2022-07-20 21:43:35

by rtl8821cerfe2

[permalink] [raw]
Subject: rtw88: Doesn't work for 60-90 seconds several times a day

Hello.

I am unable to open any sites in Firefox for 60-90 seconds at a time.
On one occasion it was 156 seconds. Firefox gives up after 20 seconds
or so. NetworkManager reports "limited connectivity". The router doesn't
reply to pings. The journal shows that the laptop remains connected to
the router. This happens several times a day.

However, my IRC client seems to be unaffected. It never detected any
abnormally high lag during these events, not even the one that lasted
156 seconds. It checks the lag every 30 seconds. Also, the bot named
"phrik" from the #archlinux-offtopic channel reacts immediately when
I send it "!ping" during one of these events. (It sends back "pong".)
So I guess existing connections are not affected.
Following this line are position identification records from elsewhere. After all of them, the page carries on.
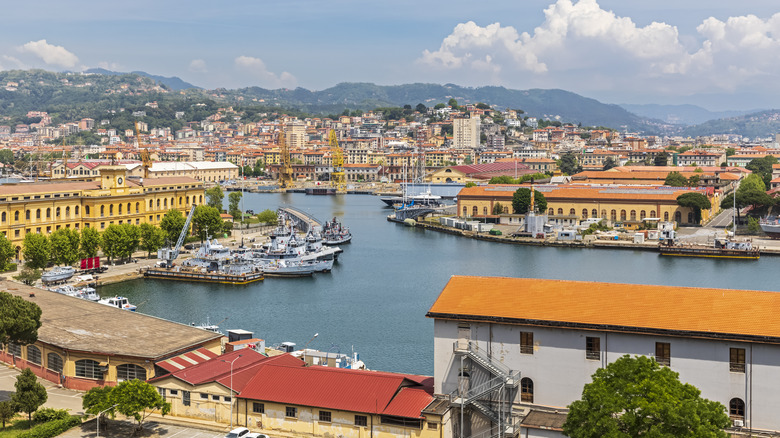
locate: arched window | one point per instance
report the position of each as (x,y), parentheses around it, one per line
(129,371)
(526,390)
(737,408)
(54,362)
(34,354)
(88,369)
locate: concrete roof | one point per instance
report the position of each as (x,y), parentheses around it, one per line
(81,325)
I have had this problem ever since support for RTL8821CE with RFE 2
was added. (The wifi card's RFE type is 2.)

Other devices connected to the same router don't have this problem.

The laptop and the router are in the same room. The distance
between them is about 3 meters.


These are the things I tried which did not help:

- The rtw88_core option disable_lps_deep=1

- `iw wlo1 set power_save off`

- Installing wireless-regdb and uncommenting my country in
/etc/conf.d/wireless-regdom

- Switching the router to "n only" mode. Previously it was in "b/g/n"
mode.

- Making the router use channel 9 instead of "auto". By itself it was
selecting channels 1 or 11 the few times I checked that. Channel 9
seemed less crowded than those.

- Making the router use 40 MHz channel width instead of the "20/40"
setting. This doubled the speed but didn't help with my problem.
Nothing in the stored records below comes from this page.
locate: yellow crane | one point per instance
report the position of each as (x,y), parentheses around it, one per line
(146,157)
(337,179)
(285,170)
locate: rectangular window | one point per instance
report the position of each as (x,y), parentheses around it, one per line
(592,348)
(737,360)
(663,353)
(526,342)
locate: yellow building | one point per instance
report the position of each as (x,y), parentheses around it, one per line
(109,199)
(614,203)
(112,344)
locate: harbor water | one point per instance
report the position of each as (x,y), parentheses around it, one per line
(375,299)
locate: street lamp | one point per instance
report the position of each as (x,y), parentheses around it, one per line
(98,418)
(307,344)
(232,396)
- The firmware from the rtl8821ce driver [0] (version 20.1.0),
instead of the one from linux-firmware (version 24.11.0). I used the
one with the length of 137616 bytes.

This doesn't happen with the rtl8821ce driver, which is why I extracted
that firmware from it, to see if it's a firmware issue.


Pinging the router all day seems to prevent this problem. Enabling all
the debug flags for rtw88_core also *may* prevent it. I'm not sure about
that.


Most of the time I don't have any bluetooth devices connected.
When I do, they don't cause problems.


I captured a bit of wifi traffic using another laptop, including two of
these events, and noticed something strange:

- rtw88 sends "Null function" telling the router it's going to sleep
- router immediately sends ack (after less than 1 ms)
- rtw88 resends "Null function" (same SN, Retry flag set)
- router immediately sends ack
- rtw88 resends
- router immediately sends ack
- rtw88 resends
- ...
- ...

rtw88 resends the "Null function" 3-4 times, even though the router
promptly sends ack each time, then it sends a new "Null function" with
different SN and the process repeats. This seems to happen all the time,
not just when I can't open any pages in Firefox. The rtl8821ce driver
doesn't do this, but rtw88 with the old 20.1.0 firmware does. My phone
doesn't do this either.

I can provide the captures in private.


Currently I'm using the rtw88_pci option disable_aspm=1, because kernel
5.18 brought the freezes back. [1]


My laptop is HP 250 G7 with a Core i3 7020U CPU.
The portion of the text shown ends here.